It’s a different story in township schools. Like Perry Township, many of Marion County’s smaller districts have grown more diverse as more families, especially white families, have moved to surrounding districts. In general, there are far fewer mostly white schools now than in 1992, the oldest state data available. Then, 69 percent of elementary schools were segregated and mostly white. In 2015, just 10 percent of schools were segregated.
But where segregation remains, it has become more entrenched.
As in urban districts across the country, so few white students live in the geographic area served by Indianapolis Public Schools that it’s not even clear that busing today would have much of an impact — at least not if it was only restricted to Marion County. Only a busing program that involved surrounding counties like Hamilton and Johnson, which are mostly white, could achieve diversity today, but busing programs that cross city borders have been blocked by the U.S. Supreme Court.
The most important thing districts can do is make both racial and economic integration a priority, Orfield said. He pointed to efforts in Louisville, Kentucky, Charlotte, North Carolina, and Connecticut as examples of progress. If schools want to to promote integration, first they need to make it part of their mission and set specific goals.
For example, they could make plans to recruit diverse students to segregated schools, or offer preference to kids who speak other languages or come from certain neighborhoods. They can also redraw boundary lines, change school locations and assist families with transportation.
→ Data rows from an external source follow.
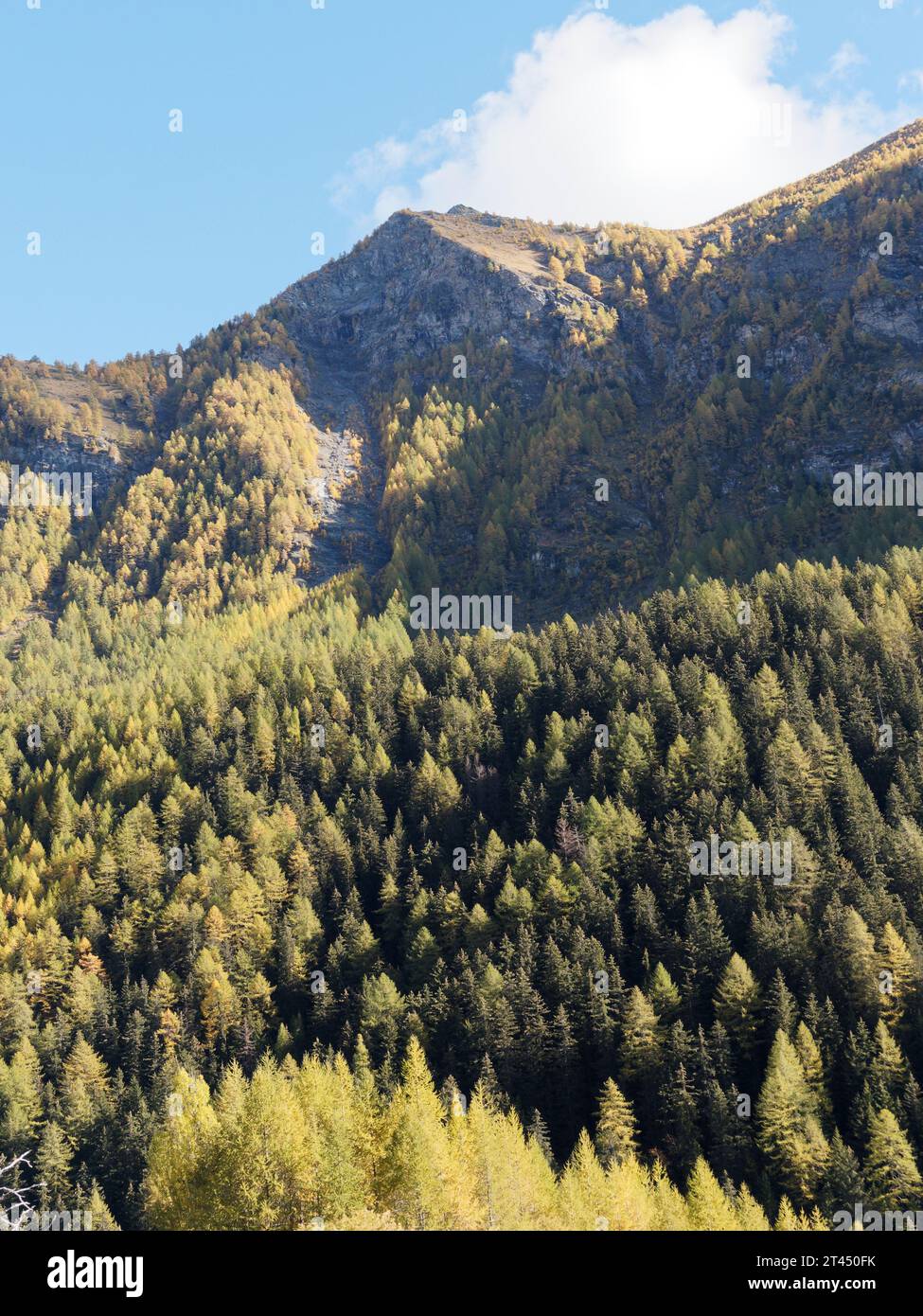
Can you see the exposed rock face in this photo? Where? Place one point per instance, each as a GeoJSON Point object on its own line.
{"type": "Point", "coordinates": [424, 282]}
{"type": "Point", "coordinates": [74, 455]}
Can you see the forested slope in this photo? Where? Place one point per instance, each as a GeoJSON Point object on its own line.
{"type": "Point", "coordinates": [410, 912]}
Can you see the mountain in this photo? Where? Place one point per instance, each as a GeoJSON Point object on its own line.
{"type": "Point", "coordinates": [309, 914]}
{"type": "Point", "coordinates": [715, 378]}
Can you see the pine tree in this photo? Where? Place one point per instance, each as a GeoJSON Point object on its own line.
{"type": "Point", "coordinates": [892, 1178]}
{"type": "Point", "coordinates": [616, 1130]}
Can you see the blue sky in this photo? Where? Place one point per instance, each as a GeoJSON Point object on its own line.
{"type": "Point", "coordinates": [300, 120]}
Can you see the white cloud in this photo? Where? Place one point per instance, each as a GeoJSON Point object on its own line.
{"type": "Point", "coordinates": [669, 122]}
{"type": "Point", "coordinates": [847, 57]}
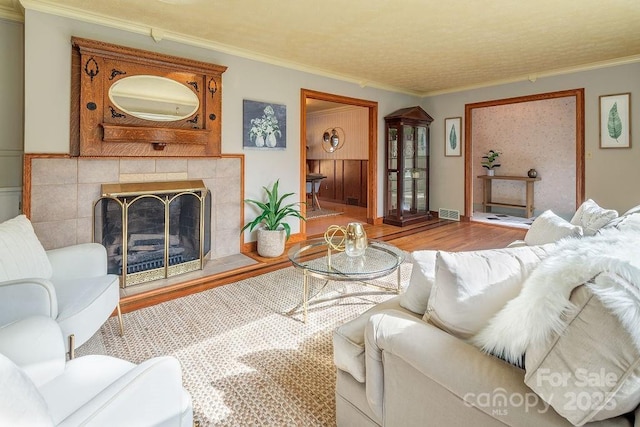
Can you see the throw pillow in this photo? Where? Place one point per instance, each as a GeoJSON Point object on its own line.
{"type": "Point", "coordinates": [20, 402]}
{"type": "Point", "coordinates": [592, 217]}
{"type": "Point", "coordinates": [549, 228]}
{"type": "Point", "coordinates": [471, 287]}
{"type": "Point", "coordinates": [416, 297]}
{"type": "Point", "coordinates": [590, 369]}
{"type": "Point", "coordinates": [21, 253]}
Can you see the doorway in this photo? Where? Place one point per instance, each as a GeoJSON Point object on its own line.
{"type": "Point", "coordinates": [369, 176]}
{"type": "Point", "coordinates": [470, 159]}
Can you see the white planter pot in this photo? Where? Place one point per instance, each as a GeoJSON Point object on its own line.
{"type": "Point", "coordinates": [271, 242]}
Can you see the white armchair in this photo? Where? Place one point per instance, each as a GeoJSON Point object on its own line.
{"type": "Point", "coordinates": [70, 284]}
{"type": "Point", "coordinates": [40, 388]}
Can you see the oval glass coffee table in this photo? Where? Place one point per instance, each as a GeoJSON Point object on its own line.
{"type": "Point", "coordinates": [317, 259]}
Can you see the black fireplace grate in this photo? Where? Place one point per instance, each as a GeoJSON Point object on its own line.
{"type": "Point", "coordinates": [151, 264]}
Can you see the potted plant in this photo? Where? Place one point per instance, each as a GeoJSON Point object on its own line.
{"type": "Point", "coordinates": [274, 232]}
{"type": "Point", "coordinates": [490, 161]}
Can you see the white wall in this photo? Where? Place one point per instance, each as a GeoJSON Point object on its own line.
{"type": "Point", "coordinates": [611, 175]}
{"type": "Point", "coordinates": [11, 114]}
{"type": "Point", "coordinates": [47, 86]}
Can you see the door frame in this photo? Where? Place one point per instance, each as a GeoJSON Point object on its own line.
{"type": "Point", "coordinates": [579, 121]}
{"type": "Point", "coordinates": [372, 163]}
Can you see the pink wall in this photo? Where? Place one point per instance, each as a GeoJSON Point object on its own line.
{"type": "Point", "coordinates": [536, 134]}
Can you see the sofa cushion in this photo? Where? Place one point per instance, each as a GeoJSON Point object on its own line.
{"type": "Point", "coordinates": [20, 402]}
{"type": "Point", "coordinates": [549, 228]}
{"type": "Point", "coordinates": [590, 370]}
{"type": "Point", "coordinates": [470, 287]}
{"type": "Point", "coordinates": [592, 217]}
{"type": "Point", "coordinates": [348, 339]}
{"type": "Point", "coordinates": [21, 253]}
{"type": "Point", "coordinates": [416, 297]}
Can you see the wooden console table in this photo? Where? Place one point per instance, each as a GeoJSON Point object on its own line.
{"type": "Point", "coordinates": [486, 193]}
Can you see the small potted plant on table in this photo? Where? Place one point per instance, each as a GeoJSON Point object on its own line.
{"type": "Point", "coordinates": [274, 232]}
{"type": "Point", "coordinates": [490, 161]}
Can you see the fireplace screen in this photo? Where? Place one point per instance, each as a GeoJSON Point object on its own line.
{"type": "Point", "coordinates": [153, 230]}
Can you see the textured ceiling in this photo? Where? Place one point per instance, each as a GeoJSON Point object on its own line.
{"type": "Point", "coordinates": [414, 46]}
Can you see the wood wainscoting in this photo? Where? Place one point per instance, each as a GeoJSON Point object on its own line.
{"type": "Point", "coordinates": [346, 180]}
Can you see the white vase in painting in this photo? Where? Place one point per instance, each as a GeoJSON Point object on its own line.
{"type": "Point", "coordinates": [271, 140]}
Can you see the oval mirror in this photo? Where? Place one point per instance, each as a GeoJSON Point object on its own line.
{"type": "Point", "coordinates": [154, 98]}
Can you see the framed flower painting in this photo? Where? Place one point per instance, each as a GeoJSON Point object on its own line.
{"type": "Point", "coordinates": [264, 125]}
{"type": "Point", "coordinates": [615, 121]}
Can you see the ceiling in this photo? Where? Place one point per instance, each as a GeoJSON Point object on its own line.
{"type": "Point", "coordinates": [420, 47]}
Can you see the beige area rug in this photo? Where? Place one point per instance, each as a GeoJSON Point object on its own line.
{"type": "Point", "coordinates": [245, 360]}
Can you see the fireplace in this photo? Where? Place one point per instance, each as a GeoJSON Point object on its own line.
{"type": "Point", "coordinates": [153, 230]}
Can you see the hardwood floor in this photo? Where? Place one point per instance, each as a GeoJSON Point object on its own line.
{"type": "Point", "coordinates": [435, 234]}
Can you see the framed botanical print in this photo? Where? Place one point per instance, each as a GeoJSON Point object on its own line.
{"type": "Point", "coordinates": [615, 121]}
{"type": "Point", "coordinates": [264, 125]}
{"type": "Point", "coordinates": [452, 137]}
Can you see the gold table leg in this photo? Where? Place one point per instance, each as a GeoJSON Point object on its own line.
{"type": "Point", "coordinates": [305, 296]}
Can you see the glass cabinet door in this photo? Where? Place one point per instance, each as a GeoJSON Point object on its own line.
{"type": "Point", "coordinates": [408, 199]}
{"type": "Point", "coordinates": [407, 167]}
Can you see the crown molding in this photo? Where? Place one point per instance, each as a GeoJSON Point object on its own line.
{"type": "Point", "coordinates": [12, 13]}
{"type": "Point", "coordinates": [534, 76]}
{"type": "Point", "coordinates": [159, 34]}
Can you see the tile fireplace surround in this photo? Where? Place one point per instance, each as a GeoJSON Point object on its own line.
{"type": "Point", "coordinates": [64, 190]}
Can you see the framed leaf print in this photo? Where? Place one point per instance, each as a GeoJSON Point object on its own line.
{"type": "Point", "coordinates": [452, 137]}
{"type": "Point", "coordinates": [615, 121]}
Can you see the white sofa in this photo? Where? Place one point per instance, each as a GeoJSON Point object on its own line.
{"type": "Point", "coordinates": [69, 284]}
{"type": "Point", "coordinates": [40, 388]}
{"type": "Point", "coordinates": [415, 360]}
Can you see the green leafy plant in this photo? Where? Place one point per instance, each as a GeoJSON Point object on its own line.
{"type": "Point", "coordinates": [274, 211]}
{"type": "Point", "coordinates": [491, 160]}
{"type": "Point", "coordinates": [614, 124]}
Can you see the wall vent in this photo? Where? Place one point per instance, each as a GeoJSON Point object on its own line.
{"type": "Point", "coordinates": [451, 214]}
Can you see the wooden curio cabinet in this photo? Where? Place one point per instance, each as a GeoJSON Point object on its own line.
{"type": "Point", "coordinates": [407, 166]}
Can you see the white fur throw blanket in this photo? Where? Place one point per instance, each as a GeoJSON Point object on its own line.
{"type": "Point", "coordinates": [536, 313]}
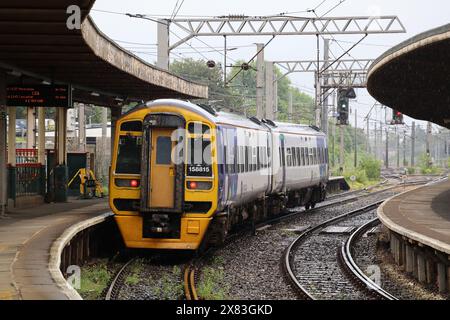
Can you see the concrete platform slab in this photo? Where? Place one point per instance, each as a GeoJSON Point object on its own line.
{"type": "Point", "coordinates": [422, 215]}
{"type": "Point", "coordinates": [26, 239]}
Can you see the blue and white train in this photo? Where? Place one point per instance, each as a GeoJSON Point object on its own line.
{"type": "Point", "coordinates": [250, 170]}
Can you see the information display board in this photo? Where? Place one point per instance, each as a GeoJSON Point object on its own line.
{"type": "Point", "coordinates": [38, 96]}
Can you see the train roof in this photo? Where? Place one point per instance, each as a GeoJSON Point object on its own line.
{"type": "Point", "coordinates": [227, 118]}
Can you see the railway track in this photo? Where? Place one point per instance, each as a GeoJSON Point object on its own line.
{"type": "Point", "coordinates": [318, 275]}
{"type": "Point", "coordinates": [117, 282]}
{"type": "Point", "coordinates": [190, 290]}
{"type": "Point", "coordinates": [191, 269]}
{"type": "Point", "coordinates": [354, 271]}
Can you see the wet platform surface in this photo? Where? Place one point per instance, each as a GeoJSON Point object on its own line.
{"type": "Point", "coordinates": [422, 215]}
{"type": "Point", "coordinates": [26, 237]}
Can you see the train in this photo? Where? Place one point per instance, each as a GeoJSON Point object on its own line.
{"type": "Point", "coordinates": [184, 175]}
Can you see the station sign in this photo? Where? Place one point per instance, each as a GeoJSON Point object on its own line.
{"type": "Point", "coordinates": [38, 96]}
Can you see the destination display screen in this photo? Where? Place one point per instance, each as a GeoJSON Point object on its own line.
{"type": "Point", "coordinates": [38, 96]}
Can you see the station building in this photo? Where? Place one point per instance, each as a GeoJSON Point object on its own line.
{"type": "Point", "coordinates": [41, 57]}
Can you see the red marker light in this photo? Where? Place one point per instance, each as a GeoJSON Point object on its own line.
{"type": "Point", "coordinates": [134, 183]}
{"type": "Point", "coordinates": [192, 185]}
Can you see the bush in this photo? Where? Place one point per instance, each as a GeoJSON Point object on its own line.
{"type": "Point", "coordinates": [372, 168]}
{"type": "Point", "coordinates": [411, 170]}
{"type": "Point", "coordinates": [360, 175]}
{"type": "Point", "coordinates": [426, 165]}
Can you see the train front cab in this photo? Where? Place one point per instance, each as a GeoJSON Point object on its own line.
{"type": "Point", "coordinates": [162, 202]}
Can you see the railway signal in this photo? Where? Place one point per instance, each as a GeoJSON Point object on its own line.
{"type": "Point", "coordinates": [343, 107]}
{"type": "Point", "coordinates": [397, 117]}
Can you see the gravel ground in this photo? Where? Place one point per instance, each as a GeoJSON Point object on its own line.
{"type": "Point", "coordinates": [317, 267]}
{"type": "Point", "coordinates": [251, 264]}
{"type": "Point", "coordinates": [249, 267]}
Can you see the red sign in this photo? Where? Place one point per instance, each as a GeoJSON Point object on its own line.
{"type": "Point", "coordinates": [38, 96]}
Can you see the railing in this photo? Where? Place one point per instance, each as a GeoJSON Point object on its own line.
{"type": "Point", "coordinates": [29, 179]}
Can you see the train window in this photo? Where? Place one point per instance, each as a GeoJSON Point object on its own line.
{"type": "Point", "coordinates": [255, 159]}
{"type": "Point", "coordinates": [131, 126]}
{"type": "Point", "coordinates": [294, 157]}
{"type": "Point", "coordinates": [163, 150]}
{"type": "Point", "coordinates": [129, 155]}
{"type": "Point", "coordinates": [289, 157]}
{"type": "Point", "coordinates": [198, 128]}
{"type": "Point", "coordinates": [246, 159]}
{"type": "Point", "coordinates": [280, 156]}
{"type": "Point", "coordinates": [239, 159]}
{"type": "Point", "coordinates": [225, 160]}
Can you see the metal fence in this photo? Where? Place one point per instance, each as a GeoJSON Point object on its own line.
{"type": "Point", "coordinates": [29, 179]}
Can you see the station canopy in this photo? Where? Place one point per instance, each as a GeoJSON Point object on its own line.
{"type": "Point", "coordinates": [414, 77]}
{"type": "Point", "coordinates": [37, 47]}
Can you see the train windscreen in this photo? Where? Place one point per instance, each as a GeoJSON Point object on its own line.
{"type": "Point", "coordinates": [129, 155]}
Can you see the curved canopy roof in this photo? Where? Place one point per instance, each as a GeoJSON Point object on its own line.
{"type": "Point", "coordinates": [36, 44]}
{"type": "Point", "coordinates": [414, 77]}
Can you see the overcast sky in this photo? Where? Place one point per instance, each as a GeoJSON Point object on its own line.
{"type": "Point", "coordinates": [416, 15]}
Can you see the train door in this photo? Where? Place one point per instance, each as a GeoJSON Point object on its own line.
{"type": "Point", "coordinates": [162, 173]}
{"type": "Point", "coordinates": [283, 159]}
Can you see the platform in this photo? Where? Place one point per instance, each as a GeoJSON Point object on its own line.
{"type": "Point", "coordinates": [422, 214]}
{"type": "Point", "coordinates": [418, 226]}
{"type": "Point", "coordinates": [26, 239]}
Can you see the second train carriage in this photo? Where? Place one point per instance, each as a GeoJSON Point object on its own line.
{"type": "Point", "coordinates": [165, 196]}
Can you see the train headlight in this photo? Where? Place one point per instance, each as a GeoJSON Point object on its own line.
{"type": "Point", "coordinates": [127, 183]}
{"type": "Point", "coordinates": [199, 185]}
{"type": "Point", "coordinates": [134, 183]}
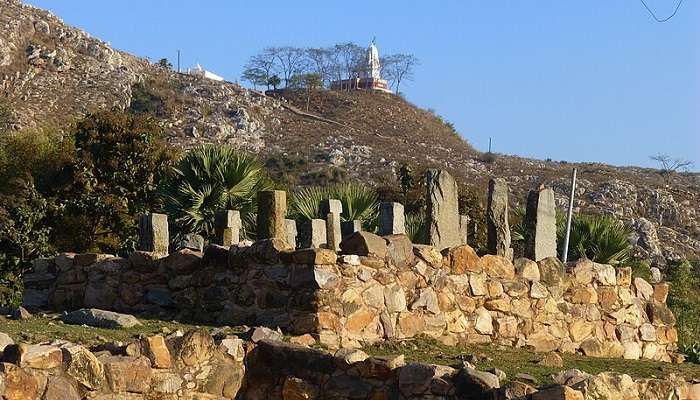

But fewer school district leaders are thinking about these strategies today. In Indianapolis, there are concerns about test scores, school safety and funding, but school board members rarely address segregation head-on. “It’s not rocket science,” Orfield said. “You have to decide to do it. If you don’t decide to do it the default is segregation.”
***
In the Forest Manor area, now that busing is gone, nearby school options have dwindled for LaShawn’s younger neighbors.
Some Indianapolis Public Schools schools have closed in the decades since busing, while charter schools on the city’s east side have spread. Current options include a few low-performing Indianapolis Public Schools schools and several charter schools that have higher test scores but still remain unpopular among some area residents. It’s another factor they fear will further exacerbate the area’s decline.
For LaTonya, now that LaShawn has graduated, there’s not much keeping her in Forest Manor either. She, too, expects she’ll soon join the exodus from the east side that has already irreparably changed the streets she remembers from her youth.
Driving through the neighborhood on an afternoon this winter, Kirkland pointed to once-vibrant family homes that are now boarded-up rental properties. Not a block went by where Kirkland couldn’t name an aunt who lived there, a friend she remembers visiting, or the church where she grew up. But today, her drive takes her by shuttered storefronts and once-bustling sidewalks that now see only occasional passers-by.